Outrage Over Florida Bill SB 646 to Restrict Vaccine ExemptionsUpdated: December 23, 2016Vaccination
Eternal vigilance is the price of liberty. ~ unknown
It was the kind of email that could wreck your day in a hurry …
On November 4, 2015, I received an email from the National Vaccine Information Center Advocacy Portal. I am signed up as a vaccine choice advocate for the state of Florida, and hence receive timely updates when any bill affecting the freedom of citizens to exercise their basic human and civil right to refuse forced medical procedures is filed with the state.
If there is a risk, there MUST be a choice. Medical ethics demands it.
The email notified me that Senator Hays (R) of district 11 had just filed SB 646, a bill which would significantly restrict medical and religious vaccine exemptions, expand and force participation in a vaccine tracking system (it is voluntary at the present time), and require public posting of vaccination exemption rates for individual schools.
Land of the Free and Home of the Brave, right?
Not anymore if these types of bills get passed! How can you possibly claim that you are free when you cannot refuse a basic medical procedure for yourself or your minor children that carries significantly more risk to your health than any possible benefit?
Rapidly, the activists around the state went into overdrive to stop this bill in its tracks. We only had a couple of days to kill it. The Florida legislature was in attendance in a special session on redistricting until Friday November 6, so there was a small window of opportunity where legislators were in their offices so citizens could show strong opposition to prevent the bill from getting co-sponsors and eventual committee hearings once the new session started on January 12, 2016.
Action needed to be taken immediately!
Like many citizens from around the state who became aware of this precarious situation, I made two phones calls that morning. The first was to my state senator urging him to not be a co-sponsor of SB 646. I explained the primary problems with it: Tracking the confidential medical status of citizens like animals whether they are vaccinated or not, restricting medical exemptions to a narrow list of state “approved” conditions, and requiring parents to submit in writing for a religious exemption instead of a simple verbal request at the health department as it stands now. I also expressed concern over the bill’s mandating that all schools be required to post the school’s vaccine exemption rate on its website potentially instigating a hostile community environment against those using vaccine exemptions.
I explained the elitist aspect of the bill – how would illiterate or learning impaired parents who don’t have the ability to write a letter clearly expressing their religiously held objections be accommodated? I went into the fascist aspect of a mandatory vaccine tracking system, with ominous, Hitler-esque overtones that would cause any freedom loving American to shudder.
The second phone call was to my state representative. I asked him to please not support this bill if it happened to succeed in the state senate and made its way across the aisle to the state house. I covered the main issues listed above.
Having done all I could do at that point, I waited.

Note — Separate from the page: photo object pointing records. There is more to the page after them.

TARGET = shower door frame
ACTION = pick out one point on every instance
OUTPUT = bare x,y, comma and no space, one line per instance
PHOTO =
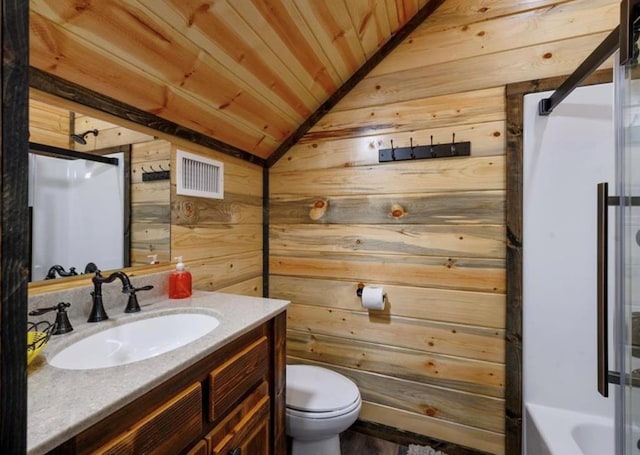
514,210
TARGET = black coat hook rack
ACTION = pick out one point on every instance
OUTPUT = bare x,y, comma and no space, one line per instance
421,152
153,175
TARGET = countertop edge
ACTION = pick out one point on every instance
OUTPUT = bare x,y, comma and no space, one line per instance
222,305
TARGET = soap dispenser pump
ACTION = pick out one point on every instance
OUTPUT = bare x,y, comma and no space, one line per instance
179,281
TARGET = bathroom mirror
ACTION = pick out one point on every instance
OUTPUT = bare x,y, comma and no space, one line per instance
87,211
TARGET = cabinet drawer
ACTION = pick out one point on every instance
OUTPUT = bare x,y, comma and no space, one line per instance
168,429
246,427
237,376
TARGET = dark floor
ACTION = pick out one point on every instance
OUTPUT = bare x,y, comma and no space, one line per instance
354,443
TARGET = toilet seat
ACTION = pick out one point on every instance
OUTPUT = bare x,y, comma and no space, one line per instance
324,415
318,393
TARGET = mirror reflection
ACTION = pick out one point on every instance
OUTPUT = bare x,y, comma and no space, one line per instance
98,194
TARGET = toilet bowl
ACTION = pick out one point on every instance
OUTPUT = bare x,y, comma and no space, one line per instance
321,404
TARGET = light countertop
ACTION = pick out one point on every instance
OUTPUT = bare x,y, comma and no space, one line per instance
62,403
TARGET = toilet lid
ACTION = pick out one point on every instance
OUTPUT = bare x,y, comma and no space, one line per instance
315,389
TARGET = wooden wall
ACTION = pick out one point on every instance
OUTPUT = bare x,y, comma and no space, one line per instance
49,124
220,240
432,232
150,203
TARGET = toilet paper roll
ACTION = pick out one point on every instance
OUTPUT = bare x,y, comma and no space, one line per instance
373,297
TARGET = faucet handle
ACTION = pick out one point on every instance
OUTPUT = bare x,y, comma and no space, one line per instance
62,324
132,302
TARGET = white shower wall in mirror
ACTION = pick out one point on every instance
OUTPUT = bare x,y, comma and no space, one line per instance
61,194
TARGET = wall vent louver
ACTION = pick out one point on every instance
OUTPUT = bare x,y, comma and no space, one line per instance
199,176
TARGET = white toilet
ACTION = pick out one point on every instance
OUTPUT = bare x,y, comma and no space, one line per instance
321,404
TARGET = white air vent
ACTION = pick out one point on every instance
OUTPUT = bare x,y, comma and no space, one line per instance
199,176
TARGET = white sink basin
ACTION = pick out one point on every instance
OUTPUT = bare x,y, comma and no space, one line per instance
134,341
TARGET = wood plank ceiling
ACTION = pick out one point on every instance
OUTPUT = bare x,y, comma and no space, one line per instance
244,72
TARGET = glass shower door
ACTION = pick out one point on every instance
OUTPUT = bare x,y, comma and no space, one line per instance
627,319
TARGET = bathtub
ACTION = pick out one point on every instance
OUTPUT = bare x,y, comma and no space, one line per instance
554,431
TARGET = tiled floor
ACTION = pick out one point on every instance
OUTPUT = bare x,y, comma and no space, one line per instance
354,443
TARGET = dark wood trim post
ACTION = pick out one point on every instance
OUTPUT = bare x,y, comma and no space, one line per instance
14,226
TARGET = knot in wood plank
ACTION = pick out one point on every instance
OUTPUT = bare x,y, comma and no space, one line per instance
397,211
318,209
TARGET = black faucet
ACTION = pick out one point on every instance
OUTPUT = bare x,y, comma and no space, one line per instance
98,312
60,270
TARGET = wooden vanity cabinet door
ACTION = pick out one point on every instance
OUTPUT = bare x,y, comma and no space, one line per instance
237,376
245,428
201,448
166,430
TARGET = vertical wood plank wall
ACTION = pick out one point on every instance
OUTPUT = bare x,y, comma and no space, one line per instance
432,232
150,203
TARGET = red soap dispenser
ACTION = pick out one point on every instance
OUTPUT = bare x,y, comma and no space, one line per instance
179,282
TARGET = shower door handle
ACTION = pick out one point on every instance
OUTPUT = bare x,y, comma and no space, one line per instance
602,290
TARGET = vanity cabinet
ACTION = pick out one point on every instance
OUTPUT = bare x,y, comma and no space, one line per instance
231,402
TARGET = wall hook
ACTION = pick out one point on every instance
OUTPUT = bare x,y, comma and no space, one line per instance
453,145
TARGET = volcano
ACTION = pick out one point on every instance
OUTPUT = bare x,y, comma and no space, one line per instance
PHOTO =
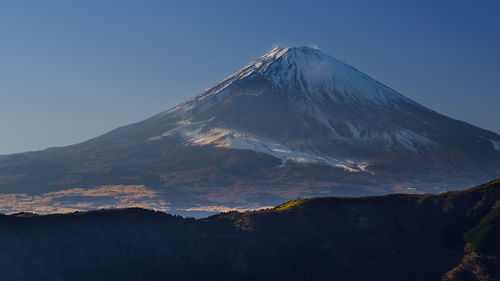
294,122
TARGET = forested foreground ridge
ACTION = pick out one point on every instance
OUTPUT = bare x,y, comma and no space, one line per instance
451,236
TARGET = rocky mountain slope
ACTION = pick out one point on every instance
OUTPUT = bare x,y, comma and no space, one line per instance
295,122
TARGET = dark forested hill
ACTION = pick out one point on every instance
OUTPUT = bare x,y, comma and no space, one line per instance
452,236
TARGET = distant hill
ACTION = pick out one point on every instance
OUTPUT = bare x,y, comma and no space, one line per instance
293,123
451,236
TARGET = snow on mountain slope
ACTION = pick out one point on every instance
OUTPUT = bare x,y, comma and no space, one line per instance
303,106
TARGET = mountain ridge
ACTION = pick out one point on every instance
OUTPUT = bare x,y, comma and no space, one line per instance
451,236
277,129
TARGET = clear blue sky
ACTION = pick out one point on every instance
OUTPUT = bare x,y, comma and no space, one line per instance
72,70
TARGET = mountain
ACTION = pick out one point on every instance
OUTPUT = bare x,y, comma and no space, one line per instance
295,122
451,236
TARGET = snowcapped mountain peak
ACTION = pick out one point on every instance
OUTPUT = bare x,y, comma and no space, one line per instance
301,105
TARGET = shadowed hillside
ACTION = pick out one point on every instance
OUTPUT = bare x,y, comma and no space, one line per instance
452,236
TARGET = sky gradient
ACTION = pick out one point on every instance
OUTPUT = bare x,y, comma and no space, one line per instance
72,70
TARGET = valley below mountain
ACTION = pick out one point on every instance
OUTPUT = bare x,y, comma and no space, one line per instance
293,123
451,236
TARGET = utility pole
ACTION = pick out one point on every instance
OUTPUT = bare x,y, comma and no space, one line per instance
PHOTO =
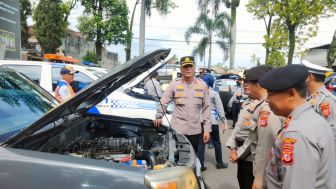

The next day, I joined a private online group that had quickly organized to oppose SB 646. The suggestion on this group was to call Senator Hays’ office directly to request that he withdraw the bill in the interest of the citizens of Florida and their right to exercise their basic human and civil right to make medical decisions for their children and decline forced medical procedures they deem not to be in line with their religious beliefs.
It was late in the day, so I decided to call in the morning when the senator would be in his office. Literally, the next day as I was looking up Senator Hays’ phone number to make the call, an email landed in my inbox that the bill had been withdrawn! No doubt Senator Hays had tested the waters with potential co-sponsors and had discovered that there weren’t as many as he thought probably due to many citizens contacting their state legislators directly. In addition, the calls and emails of outrage to his own office were probably overwhelming as well.
One person on the activist site I had joined suggested leaving Senator Hays a thank you on his Facebook page, so I did.
The citizens of Florida have dodged a bullet for the time being. Hooray for grassroots activism at its finest!
Will another similar bill be introduced in the future? Possibly so, but when and if it happens, the citizens of Florida are ready thanks to the quick death of SB 646.